Who is he/she?
Ian Fry is the chief climate change negotiator for Tuvalu. His impassioned speech on behalf of Tuvalu at the 2009 United Nations climate summit in Copenhagen garnered major media attention. During the conference’s plenary sessions, he pleaded or consideration of the “Tuvalu Protocol” calling for strengthening of the Kyoto Protocol and sharply limiting greenhouse gas emissions in hopes of containing global temperature rise to within 1.5 degrees Celsius – far more than developed nations were proposing. Mr. Fry is the spokesperson for the Alliance of Small Island States on matters relating to land use, land use change and forestry and more generally on issues relating to mitigation in the consideration of future climate change regimes.
Did we speak with him/her?
No
Profession:
International Environmental Officer for the Environment Department of the Government of Tuvalu
Nationality:
Australian
Important Publications/Articles on Tuvalu:
Interview for the World Watch Institute, here.
Fry’s emotional plea for Tuvalu at the Copenhagen Conference (2009), here.
How did he get involved in Tuvalu?
Ian Fry has held his current position as international environmental officer for the government of Tuvalu for the past 11 years. Before, he worked for the Earth Negotiations Bulletin and Greenpeace, when he met the Prime Minister of Tuvalu and was asked to brief him on climate change. Following this meeting, Mr. Fry was invited to join the Tuvalu delegation at the 1997 climate negotiations in Kyoto and has endeavored on behalf of Tuvalu ever since.

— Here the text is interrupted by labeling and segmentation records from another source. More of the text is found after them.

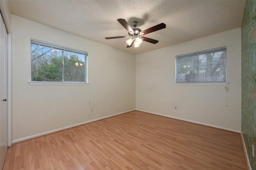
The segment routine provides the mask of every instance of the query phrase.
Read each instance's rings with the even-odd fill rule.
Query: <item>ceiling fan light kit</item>
[[[158,41],[155,39],[152,39],[145,37],[142,37],[142,35],[145,35],[152,32],[154,32],[159,30],[165,28],[166,25],[164,23],[161,23],[154,27],[148,28],[143,31],[139,28],[136,27],[138,22],[134,21],[132,22],[132,24],[133,26],[133,28],[132,27],[129,25],[127,22],[124,19],[119,19],[117,21],[122,25],[123,27],[128,31],[128,36],[119,36],[119,37],[106,37],[105,38],[106,39],[114,39],[115,38],[130,38],[129,39],[126,41],[127,46],[126,47],[130,47],[134,45],[134,48],[136,48],[140,46],[142,41],[147,41],[153,44],[156,44],[158,43]]]

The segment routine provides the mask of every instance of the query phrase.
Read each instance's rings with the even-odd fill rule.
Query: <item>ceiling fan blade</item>
[[[145,41],[148,42],[149,43],[152,43],[153,44],[156,44],[158,42],[158,40],[148,38],[147,37],[141,37],[143,38],[143,41]]]
[[[158,25],[155,25],[154,27],[152,27],[150,28],[148,28],[146,29],[143,30],[142,31],[141,31],[140,33],[142,35],[146,35],[148,33],[151,33],[152,32],[165,28],[166,27],[166,25],[165,25],[165,24],[164,23],[161,23],[159,24]]]
[[[126,48],[129,48],[129,47],[132,47],[132,45],[133,45],[133,42],[132,41],[132,43],[131,43],[131,45],[127,45],[127,46],[126,46]]]
[[[120,36],[119,37],[106,37],[105,39],[114,39],[114,38],[125,38],[127,37],[127,36]]]
[[[119,23],[121,23],[121,25],[123,25],[123,27],[125,28],[125,29],[128,31],[128,33],[132,32],[133,33],[134,33],[131,27],[129,25],[127,22],[124,19],[119,19],[117,20]]]

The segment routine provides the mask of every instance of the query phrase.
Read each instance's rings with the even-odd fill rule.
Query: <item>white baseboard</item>
[[[241,132],[241,136],[242,137],[242,144],[243,145],[243,147],[244,148],[244,150],[245,152],[245,155],[246,158],[246,163],[247,164],[247,166],[249,167],[249,170],[252,170],[252,167],[251,167],[251,165],[250,164],[250,160],[249,159],[249,157],[248,157],[248,154],[247,153],[247,150],[246,149],[246,147],[245,146],[245,143],[244,143],[244,137],[243,136],[243,134]]]
[[[221,129],[225,130],[226,131],[230,131],[232,132],[236,132],[237,133],[241,133],[241,131],[238,131],[236,130],[234,130],[231,129],[226,128],[226,127],[222,127],[221,126],[216,126],[215,125],[210,125],[210,124],[204,123],[199,122],[196,121],[193,121],[192,120],[188,120],[185,119],[180,118],[179,117],[174,117],[173,116],[169,116],[166,115],[163,115],[162,114],[158,113],[157,113],[152,112],[151,111],[148,111],[143,110],[140,110],[138,109],[136,109],[136,110],[138,110],[138,111],[143,111],[144,112],[148,113],[149,113],[154,114],[154,115],[159,115],[162,116],[164,116],[165,117],[170,117],[172,119],[175,119],[178,120],[182,120],[184,121],[188,121],[189,122],[193,123],[194,123],[198,124],[199,125],[204,125],[205,126],[209,126],[210,127],[215,127],[216,128],[220,129]]]
[[[127,111],[123,111],[122,112],[120,112],[120,113],[116,113],[116,114],[114,114],[113,115],[109,115],[108,116],[105,116],[104,117],[100,117],[99,118],[97,118],[97,119],[95,119],[93,120],[90,120],[88,121],[84,121],[83,122],[81,122],[81,123],[77,123],[77,124],[75,124],[74,125],[70,125],[70,126],[66,126],[65,127],[61,127],[60,128],[58,128],[58,129],[54,129],[54,130],[52,130],[51,131],[47,131],[47,132],[43,132],[42,133],[38,133],[37,134],[36,134],[36,135],[31,135],[31,136],[29,136],[26,137],[22,137],[22,138],[20,138],[20,139],[15,139],[15,140],[14,140],[13,141],[12,141],[12,143],[13,144],[13,143],[17,143],[18,142],[21,142],[22,141],[26,141],[28,139],[32,139],[32,138],[34,138],[37,137],[39,137],[40,136],[43,136],[45,135],[47,135],[48,134],[50,134],[50,133],[52,133],[54,132],[58,132],[58,131],[62,131],[63,130],[65,130],[66,129],[69,129],[71,127],[75,127],[76,126],[79,126],[80,125],[84,125],[84,124],[86,124],[86,123],[91,123],[91,122],[92,122],[93,121],[97,121],[99,120],[101,120],[102,119],[106,119],[108,117],[112,117],[113,116],[116,116],[117,115],[120,115],[121,114],[123,114],[123,113],[127,113],[127,112],[129,112],[130,111],[134,111],[135,110],[135,109],[133,109],[132,110],[128,110]]]

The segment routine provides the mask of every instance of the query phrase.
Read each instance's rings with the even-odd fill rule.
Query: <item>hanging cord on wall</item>
[[[226,90],[226,107],[228,107],[227,104],[227,94],[228,93],[228,91],[229,90],[229,82],[228,83],[228,84],[227,84],[225,87],[224,88],[224,89]]]

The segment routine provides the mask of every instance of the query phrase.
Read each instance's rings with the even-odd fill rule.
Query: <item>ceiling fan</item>
[[[134,44],[134,47],[135,48],[138,47],[141,44],[143,41],[156,44],[158,42],[158,40],[148,38],[146,37],[142,37],[142,35],[145,35],[152,32],[154,32],[159,30],[165,28],[166,25],[164,23],[161,23],[154,27],[152,27],[143,31],[139,28],[136,27],[138,22],[134,21],[132,23],[133,28],[132,28],[129,25],[127,22],[124,19],[119,19],[117,20],[118,22],[122,25],[125,29],[128,31],[128,36],[120,36],[119,37],[106,37],[106,39],[114,39],[115,38],[130,37],[130,38],[126,41],[127,44],[126,47],[130,47]]]

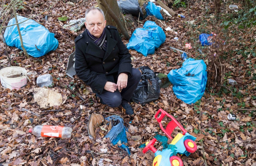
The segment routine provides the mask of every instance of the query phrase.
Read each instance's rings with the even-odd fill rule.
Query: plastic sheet
[[[141,80],[131,99],[131,101],[142,105],[158,99],[160,96],[159,79],[147,66],[141,66]]]
[[[118,120],[120,121],[120,123],[112,127],[111,130],[105,137],[109,138],[111,142],[114,145],[118,143],[122,144],[118,146],[125,150],[129,155],[130,155],[131,152],[129,147],[124,144],[128,142],[126,132],[126,130],[128,131],[128,129],[126,129],[126,128],[124,125],[124,121],[122,118],[119,116],[112,115],[105,118],[105,119],[109,121],[112,119],[114,121]]]
[[[139,7],[138,0],[119,0],[117,4],[124,14],[131,14],[132,15],[143,18],[144,15]]]
[[[147,13],[147,16],[155,16],[158,19],[163,20],[163,18],[160,13],[161,7],[157,6],[154,3],[151,2],[148,2],[147,5],[145,8]]]
[[[27,19],[17,16],[19,22]],[[8,25],[16,24],[15,18],[11,19]],[[45,55],[58,47],[59,42],[54,38],[54,34],[51,33],[43,26],[30,19],[19,24],[22,37],[23,45],[27,53],[35,57]],[[7,27],[4,36],[7,45],[22,49],[16,25]]]
[[[173,84],[172,89],[177,97],[185,103],[195,103],[201,99],[207,82],[206,65],[203,60],[189,58],[182,67],[172,70],[167,76]]]
[[[201,42],[202,46],[205,45],[211,45],[212,43],[210,42],[211,36],[213,36],[212,34],[209,35],[206,34],[202,34],[199,36],[199,40]]]
[[[162,29],[152,21],[147,21],[143,28],[137,28],[127,45],[128,49],[134,49],[145,57],[155,53],[155,50],[165,41]]]

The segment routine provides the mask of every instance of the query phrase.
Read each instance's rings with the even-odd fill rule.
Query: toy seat
[[[173,139],[173,140],[171,141],[171,144],[173,145],[175,145],[179,141],[179,140],[180,140],[184,136],[181,133],[178,133],[178,134]]]
[[[161,113],[161,114],[160,117],[157,117],[158,116],[158,115],[160,113]],[[168,124],[166,126],[166,128],[165,129],[163,126],[163,125],[161,123],[161,121],[165,116],[165,115],[167,115],[171,119],[171,121],[168,123]],[[186,133],[187,132],[187,131],[184,129],[183,127],[172,116],[167,113],[165,111],[162,109],[160,109],[158,110],[157,112],[155,115],[155,118],[158,122],[158,123],[159,124],[159,125],[160,126],[160,128],[170,139],[172,138],[172,137],[171,136],[171,133],[172,132],[173,130],[177,126],[179,126],[183,132],[183,133],[182,133],[183,135],[185,135]]]

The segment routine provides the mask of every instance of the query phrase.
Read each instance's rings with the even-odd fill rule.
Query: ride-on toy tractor
[[[165,115],[171,120],[165,129],[162,125],[161,121]],[[193,153],[196,150],[197,147],[194,141],[196,138],[190,135],[172,116],[161,109],[159,109],[155,116],[160,126],[160,128],[170,139],[172,139],[171,136],[171,133],[175,128],[178,126],[183,133],[178,133],[172,140],[171,144],[176,147],[177,153],[181,155],[184,154],[188,156],[191,153]],[[155,157],[153,161],[153,166],[183,166],[183,162],[171,149],[166,149],[162,151],[158,151],[153,146],[156,141],[154,138],[150,142],[146,143],[146,146],[142,152],[145,153],[151,150],[155,154]]]

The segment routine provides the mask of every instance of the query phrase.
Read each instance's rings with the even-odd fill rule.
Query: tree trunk
[[[14,6],[12,6],[12,9],[13,10],[13,14],[14,14],[14,17],[15,18],[15,20],[16,20],[16,23],[18,24],[19,23],[18,22],[18,19],[17,18],[17,16],[16,15],[16,10],[15,10],[15,8],[14,7]],[[20,30],[19,29],[19,24],[17,24],[16,25],[17,26],[17,29],[18,30],[18,32],[19,32],[19,38],[20,39],[21,46],[21,48],[22,48],[22,49],[23,50],[23,51],[24,52],[24,53],[27,57],[27,58],[28,59],[29,59],[29,56],[27,54],[27,50],[26,50],[26,49],[25,49],[24,46],[23,45],[23,41],[22,40],[22,37],[21,36],[21,34],[20,33]]]
[[[101,1],[101,0],[97,0],[97,2],[98,3],[98,5],[99,6],[99,7],[100,9],[103,11],[105,14],[105,19],[107,21],[107,23],[106,25],[111,25],[114,26],[116,26],[116,24],[115,23],[115,22],[113,20],[113,19],[110,17],[109,14],[107,13],[107,11],[105,10],[104,7],[100,4]],[[109,3],[108,3],[108,4]]]
[[[105,14],[107,25],[116,26],[119,32],[124,36],[126,40],[129,35],[126,25],[125,20],[120,12],[116,0],[97,0],[99,7]]]

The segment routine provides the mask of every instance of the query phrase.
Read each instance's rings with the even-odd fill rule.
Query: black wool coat
[[[116,28],[106,26],[105,52],[93,42],[87,29],[75,39],[76,75],[95,93],[101,93],[107,81],[114,82],[114,75],[130,74],[131,55]]]

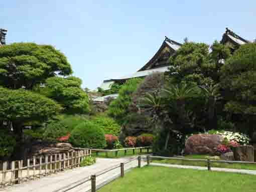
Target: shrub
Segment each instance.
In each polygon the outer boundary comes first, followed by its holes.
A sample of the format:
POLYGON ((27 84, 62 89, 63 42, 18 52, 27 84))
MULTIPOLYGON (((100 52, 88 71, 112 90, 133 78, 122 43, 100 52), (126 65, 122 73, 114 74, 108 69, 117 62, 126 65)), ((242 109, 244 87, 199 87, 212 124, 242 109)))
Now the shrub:
POLYGON ((122 145, 120 143, 118 140, 114 142, 114 149, 121 149, 122 148, 122 145))
POLYGON ((231 151, 231 149, 226 145, 220 144, 217 146, 217 151, 220 153, 225 153, 231 151))
POLYGON ((86 157, 82 160, 81 163, 80 163, 80 165, 81 166, 91 165, 93 164, 94 164, 95 162, 96 158, 93 157, 86 157))
POLYGON ((115 142, 118 141, 118 138, 116 136, 105 134, 105 139, 107 144, 107 148, 112 149, 114 147, 114 144, 115 142))
POLYGON ((6 128, 0 127, 0 158, 11 155, 16 145, 15 137, 12 133, 6 128))
POLYGON ((53 121, 48 125, 43 133, 45 140, 56 140, 60 137, 66 136, 74 128, 86 120, 85 117, 79 115, 63 116, 59 120, 53 121))
POLYGON ((106 144, 103 130, 88 120, 75 127, 69 140, 74 146, 84 148, 102 148, 106 144))
POLYGON ((141 146, 152 145, 153 143, 153 135, 149 133, 143 133, 137 137, 137 145, 141 146))
POLYGON ((137 137, 127 137, 124 139, 124 143, 127 147, 134 147, 136 145, 137 137))
POLYGON ((92 119, 93 122, 104 130, 105 134, 118 136, 121 127, 113 119, 104 116, 98 116, 92 119))
POLYGON ((142 81, 140 78, 133 78, 126 81, 120 89, 117 98, 109 105, 107 111, 108 115, 114 118, 119 124, 122 124, 125 120, 133 94, 142 81))

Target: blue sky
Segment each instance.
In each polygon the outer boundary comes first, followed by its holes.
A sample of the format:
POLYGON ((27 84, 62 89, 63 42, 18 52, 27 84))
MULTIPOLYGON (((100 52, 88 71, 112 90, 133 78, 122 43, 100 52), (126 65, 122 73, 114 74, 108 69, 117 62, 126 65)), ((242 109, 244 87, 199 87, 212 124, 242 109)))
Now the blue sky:
POLYGON ((256 1, 2 0, 7 43, 51 44, 67 56, 82 87, 136 72, 165 36, 211 44, 225 28, 256 38, 256 1))

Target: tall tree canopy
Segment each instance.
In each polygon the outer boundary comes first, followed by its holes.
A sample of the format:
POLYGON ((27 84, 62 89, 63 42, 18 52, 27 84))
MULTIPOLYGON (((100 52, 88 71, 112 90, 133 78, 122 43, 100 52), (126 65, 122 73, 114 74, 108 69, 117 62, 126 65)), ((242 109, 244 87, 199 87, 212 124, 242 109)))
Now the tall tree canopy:
POLYGON ((256 115, 256 44, 242 45, 221 68, 221 87, 232 113, 256 115))
POLYGON ((69 113, 86 113, 89 111, 89 98, 81 88, 82 81, 75 77, 53 77, 45 81, 40 92, 61 104, 69 113))
MULTIPOLYGON (((27 123, 43 122, 55 115, 61 106, 35 93, 33 88, 48 78, 72 72, 66 57, 50 45, 20 43, 1 47, 0 127, 4 127, 3 122, 8 122, 7 128, 10 130, 12 127, 17 141, 21 141, 27 123)), ((81 84, 77 79, 73 81, 81 84)))
POLYGON ((66 57, 50 45, 19 43, 0 49, 0 85, 31 89, 47 78, 72 73, 66 57))

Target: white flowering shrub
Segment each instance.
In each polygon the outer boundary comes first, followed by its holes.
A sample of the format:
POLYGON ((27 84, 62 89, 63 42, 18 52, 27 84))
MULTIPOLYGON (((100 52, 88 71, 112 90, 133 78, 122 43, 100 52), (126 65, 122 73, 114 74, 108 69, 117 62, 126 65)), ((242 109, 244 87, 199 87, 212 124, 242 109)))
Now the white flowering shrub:
POLYGON ((249 137, 244 134, 231 131, 216 131, 216 134, 221 135, 228 141, 235 141, 240 145, 249 144, 249 137))

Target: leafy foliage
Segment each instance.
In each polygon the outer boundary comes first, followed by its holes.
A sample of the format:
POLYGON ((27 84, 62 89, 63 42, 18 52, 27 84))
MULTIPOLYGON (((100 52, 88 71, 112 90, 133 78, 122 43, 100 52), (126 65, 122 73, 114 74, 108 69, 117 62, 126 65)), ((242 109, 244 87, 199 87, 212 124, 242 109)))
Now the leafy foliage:
POLYGON ((0 49, 0 84, 31 89, 48 77, 72 73, 65 56, 50 45, 13 43, 0 49))
POLYGON ((80 166, 85 166, 91 165, 96 162, 96 158, 94 157, 87 156, 83 158, 81 161, 80 166))
POLYGON ((106 144, 104 131, 91 121, 85 121, 71 133, 69 141, 75 146, 103 148, 106 144))
POLYGON ((136 137, 129 136, 124 139, 124 143, 127 147, 134 147, 136 145, 137 141, 136 137))
POLYGON ((118 96, 110 104, 108 114, 122 124, 128 113, 128 107, 132 101, 133 93, 141 83, 141 79, 131 79, 126 81, 118 92, 118 96))
MULTIPOLYGON (((0 119, 22 125, 31 120, 43 121, 61 108, 53 100, 23 89, 0 88, 0 119)), ((14 126, 15 129, 15 126, 14 126)))
POLYGON ((66 112, 72 113, 89 112, 89 98, 81 88, 82 81, 75 77, 53 77, 46 81, 45 87, 39 89, 41 94, 58 102, 66 112))
POLYGON ((44 139, 56 141, 56 138, 70 133, 77 125, 87 119, 79 115, 65 115, 64 117, 64 118, 53 121, 47 125, 43 134, 44 139))
POLYGON ((108 134, 105 134, 104 136, 106 139, 107 148, 112 149, 114 147, 115 143, 118 140, 117 137, 108 134))
POLYGON ((118 136, 120 134, 121 127, 114 120, 108 117, 99 116, 93 118, 93 123, 104 130, 105 134, 118 136))
POLYGON ((0 158, 11 155, 16 145, 15 135, 7 128, 0 127, 0 158))
POLYGON ((225 108, 233 114, 256 115, 256 44, 238 49, 221 68, 225 108))
POLYGON ((152 145, 153 135, 149 133, 143 133, 137 137, 137 145, 141 146, 152 145))

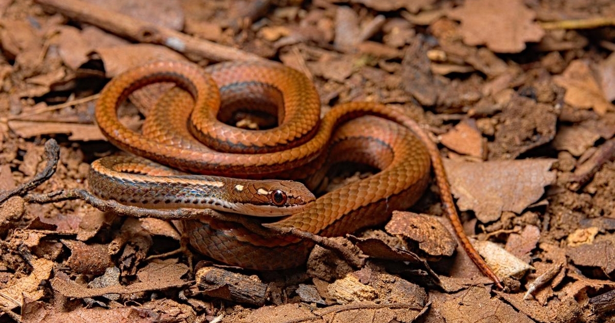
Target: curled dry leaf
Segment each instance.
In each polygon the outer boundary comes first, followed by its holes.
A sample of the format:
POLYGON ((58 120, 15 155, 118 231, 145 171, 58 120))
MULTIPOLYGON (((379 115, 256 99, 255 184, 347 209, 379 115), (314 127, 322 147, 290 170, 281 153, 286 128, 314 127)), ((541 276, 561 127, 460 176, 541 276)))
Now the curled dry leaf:
POLYGON ((600 85, 607 101, 615 100, 615 53, 600 64, 600 85))
POLYGON ((419 248, 432 256, 451 256, 457 242, 434 217, 412 212, 393 211, 385 227, 391 234, 402 235, 419 244, 419 248))
POLYGON ((473 157, 486 157, 486 140, 483 138, 473 119, 464 120, 451 131, 440 137, 440 141, 455 151, 473 157))
POLYGON ((55 263, 44 258, 31 258, 30 265, 32 271, 26 276, 7 282, 0 289, 0 306, 10 310, 21 306, 25 298, 38 300, 45 295, 39 288, 41 282, 49 279, 49 274, 55 263))
POLYGON ((491 241, 476 241, 472 245, 500 278, 520 278, 533 268, 515 255, 491 241))
POLYGON ((549 172, 555 159, 443 161, 458 207, 474 210, 483 223, 497 220, 502 211, 521 213, 555 180, 549 172))
POLYGON ((422 9, 431 6, 435 0, 353 0, 378 11, 395 11, 405 9, 416 14, 422 9))
POLYGON ((544 31, 534 22, 536 13, 521 0, 468 0, 448 12, 461 21, 464 42, 470 46, 486 44, 498 53, 518 53, 526 42, 537 42, 544 31))
POLYGON ((615 271, 615 239, 611 236, 598 237, 591 244, 582 244, 569 248, 566 255, 577 266, 598 267, 605 274, 615 271))
POLYGON ((557 150, 566 150, 573 156, 579 156, 593 146, 600 138, 597 129, 582 126, 562 126, 553 140, 553 146, 557 150))
POLYGON ((446 298, 440 308, 446 322, 534 322, 501 300, 492 298, 484 287, 473 287, 446 298))
POLYGON ((605 94, 587 63, 574 60, 561 75, 554 76, 554 81, 566 89, 564 101, 579 109, 593 109, 600 115, 613 110, 613 105, 605 98, 605 94))

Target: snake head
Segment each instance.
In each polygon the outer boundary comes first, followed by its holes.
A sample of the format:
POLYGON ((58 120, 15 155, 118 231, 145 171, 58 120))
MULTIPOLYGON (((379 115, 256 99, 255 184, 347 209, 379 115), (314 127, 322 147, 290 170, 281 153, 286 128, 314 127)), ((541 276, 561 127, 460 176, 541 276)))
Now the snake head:
POLYGON ((316 200, 314 194, 298 181, 247 181, 235 185, 239 213, 259 217, 279 217, 300 213, 316 200))

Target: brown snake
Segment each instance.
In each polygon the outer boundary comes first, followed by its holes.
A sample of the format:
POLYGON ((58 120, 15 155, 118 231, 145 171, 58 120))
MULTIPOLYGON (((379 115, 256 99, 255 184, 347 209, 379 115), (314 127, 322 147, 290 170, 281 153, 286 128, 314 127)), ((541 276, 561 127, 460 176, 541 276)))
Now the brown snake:
MULTIPOLYGON (((122 149, 208 176, 183 175, 135 157, 105 158, 92 164, 89 183, 94 194, 145 207, 212 207, 261 216, 292 213, 266 225, 335 236, 381 223, 393 210, 411 206, 429 181, 430 160, 445 210, 464 249, 501 288, 463 231, 437 146, 403 109, 349 103, 320 119, 314 85, 297 71, 272 63, 233 62, 213 65, 205 72, 192 64, 169 62, 130 70, 103 90, 95 116, 105 135, 122 149), (120 104, 137 89, 161 82, 176 87, 146 112, 142 131, 122 124, 120 104), (250 130, 218 121, 246 106, 277 116, 278 126, 250 130), (359 118, 366 115, 381 118, 359 118), (367 164, 380 172, 315 201, 296 182, 237 179, 292 179, 312 187, 323 175, 323 164, 343 161, 367 164), (259 210, 261 207, 265 210, 259 210)), ((235 222, 186 221, 184 229, 199 252, 253 269, 300 265, 311 247, 296 238, 263 237, 235 222)))

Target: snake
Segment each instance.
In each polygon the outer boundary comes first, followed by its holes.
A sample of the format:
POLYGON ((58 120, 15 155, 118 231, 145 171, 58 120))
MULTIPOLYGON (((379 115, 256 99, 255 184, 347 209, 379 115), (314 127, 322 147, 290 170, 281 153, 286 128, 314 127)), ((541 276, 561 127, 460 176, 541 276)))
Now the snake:
POLYGON ((501 287, 463 231, 437 146, 403 107, 348 102, 320 114, 312 81, 276 62, 229 62, 204 69, 164 61, 130 68, 101 91, 95 118, 110 142, 135 156, 93 162, 90 189, 127 205, 245 214, 243 223, 190 220, 181 229, 194 249, 211 258, 277 270, 304 264, 314 242, 264 236, 245 223, 325 237, 352 233, 410 207, 433 169, 445 212, 466 253, 501 287), (140 131, 120 122, 118 109, 129 95, 161 82, 175 86, 143 111, 140 131), (273 116, 277 124, 235 127, 232 116, 245 110, 273 116), (315 197, 311 190, 327 170, 347 162, 379 171, 315 197))

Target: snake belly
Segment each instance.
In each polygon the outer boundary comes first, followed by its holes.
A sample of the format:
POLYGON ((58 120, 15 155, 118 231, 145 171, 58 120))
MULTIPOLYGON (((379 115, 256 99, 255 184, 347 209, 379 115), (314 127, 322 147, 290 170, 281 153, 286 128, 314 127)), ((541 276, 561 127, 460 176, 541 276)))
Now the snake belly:
MULTIPOLYGON (((319 197, 303 212, 266 225, 342 236, 384 223, 393 210, 411 207, 429 181, 430 161, 421 142, 407 128, 381 118, 364 116, 344 124, 328 153, 326 165, 351 162, 380 171, 319 197), (324 216, 331 213, 343 216, 324 216)), ((234 222, 187 220, 183 226, 190 244, 199 252, 245 268, 296 267, 305 263, 313 247, 292 237, 262 237, 234 222)))
MULTIPOLYGON (((296 71, 280 65, 227 63, 207 71, 211 77, 192 65, 178 62, 129 70, 103 89, 97 105, 97 122, 109 141, 122 149, 191 173, 311 183, 317 182, 314 177, 322 176, 323 167, 331 163, 360 162, 380 170, 269 226, 293 226, 324 236, 343 235, 384 222, 393 210, 407 209, 424 191, 430 153, 437 154, 437 148, 426 147, 425 138, 415 135, 420 135, 420 129, 403 109, 350 103, 332 108, 320 119, 314 86, 296 71), (119 122, 117 108, 132 92, 157 82, 172 82, 178 88, 165 93, 148 111, 142 132, 129 129, 119 122), (218 121, 224 114, 221 106, 232 110, 253 102, 264 102, 262 110, 277 116, 279 126, 246 130, 218 121), (394 122, 363 117, 366 115, 394 122), (212 132, 216 134, 210 136, 212 132), (246 153, 239 152, 244 148, 246 153)), ((130 189, 105 191, 106 181, 121 183, 118 178, 122 176, 93 176, 90 181, 97 183, 90 183, 90 188, 99 196, 134 205, 132 199, 124 196, 130 189)), ((159 181, 147 189, 166 194, 171 183, 165 184, 159 181)), ((137 205, 143 206, 141 202, 137 205)), ((262 220, 245 221, 260 223, 262 220)), ((184 234, 196 250, 247 268, 296 266, 305 262, 311 247, 294 237, 262 237, 236 222, 204 219, 183 225, 184 234)))

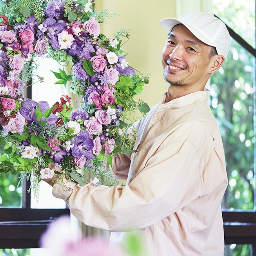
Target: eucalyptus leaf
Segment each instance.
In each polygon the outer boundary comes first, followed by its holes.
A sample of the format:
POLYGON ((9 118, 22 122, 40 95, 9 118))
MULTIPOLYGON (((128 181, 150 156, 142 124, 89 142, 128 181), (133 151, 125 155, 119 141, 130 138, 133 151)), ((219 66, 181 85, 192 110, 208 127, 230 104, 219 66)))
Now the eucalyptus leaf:
POLYGON ((141 113, 147 113, 150 110, 150 108, 146 102, 144 102, 143 105, 139 105, 138 109, 141 113))
POLYGON ((83 62, 83 67, 90 76, 93 76, 94 73, 93 68, 93 62, 88 60, 85 60, 83 62))
POLYGON ((69 173, 69 176, 80 186, 82 186, 84 184, 84 181, 76 172, 71 172, 69 173))
POLYGON ((69 21, 73 21, 76 19, 77 16, 75 13, 74 13, 72 11, 69 13, 67 18, 69 21))
POLYGON ((31 14, 29 9, 25 6, 21 6, 20 8, 20 11, 25 17, 28 17, 31 14))

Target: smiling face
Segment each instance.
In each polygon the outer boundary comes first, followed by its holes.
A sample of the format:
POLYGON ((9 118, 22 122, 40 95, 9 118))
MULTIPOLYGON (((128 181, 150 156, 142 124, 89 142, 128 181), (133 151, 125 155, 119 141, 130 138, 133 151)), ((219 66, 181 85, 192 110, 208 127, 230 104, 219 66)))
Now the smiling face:
MULTIPOLYGON (((213 72, 211 46, 196 37, 185 26, 174 26, 162 53, 164 77, 171 86, 203 89, 213 72)), ((218 55, 217 55, 218 56, 218 55)), ((215 70, 216 71, 216 70, 215 70)))

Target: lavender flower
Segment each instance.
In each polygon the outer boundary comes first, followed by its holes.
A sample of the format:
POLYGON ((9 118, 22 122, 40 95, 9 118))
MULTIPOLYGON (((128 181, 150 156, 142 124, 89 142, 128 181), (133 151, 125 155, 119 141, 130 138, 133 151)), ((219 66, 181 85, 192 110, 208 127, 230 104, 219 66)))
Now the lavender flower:
POLYGON ((64 0, 53 0, 49 2, 44 11, 45 14, 48 18, 56 17, 57 19, 60 18, 61 12, 64 9, 63 4, 65 3, 64 0))
POLYGON ((71 149, 72 155, 77 158, 84 155, 89 159, 93 160, 94 156, 88 151, 91 150, 94 147, 93 141, 90 138, 88 131, 81 131, 74 141, 74 147, 71 149))
POLYGON ((89 117, 87 111, 84 109, 76 109, 70 114, 69 120, 71 121, 77 121, 78 119, 86 120, 89 117))
MULTIPOLYGON (((38 121, 36 118, 36 107, 38 106, 42 113, 44 113, 49 108, 49 104, 46 101, 40 101, 36 102, 30 99, 26 99, 22 102, 22 106, 20 109, 21 114, 28 121, 33 121, 38 123, 38 121)), ((48 118, 42 117, 41 120, 47 121, 49 123, 55 123, 58 119, 58 117, 53 114, 51 114, 48 118)))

(What methods does he use?)
His take on the controversy:
Tuvalu and other low-lying island states have been put in grave danger as a result of the adverse effects of climate change. He believes that binding agreements need to be made by world leaders in order to save Tuvalu from disappearing.
Quotations:
“The fate of my country rests in your hands”
“It is an irony of the modern world that the fate of the world is being determined by some senators in the US Congress.”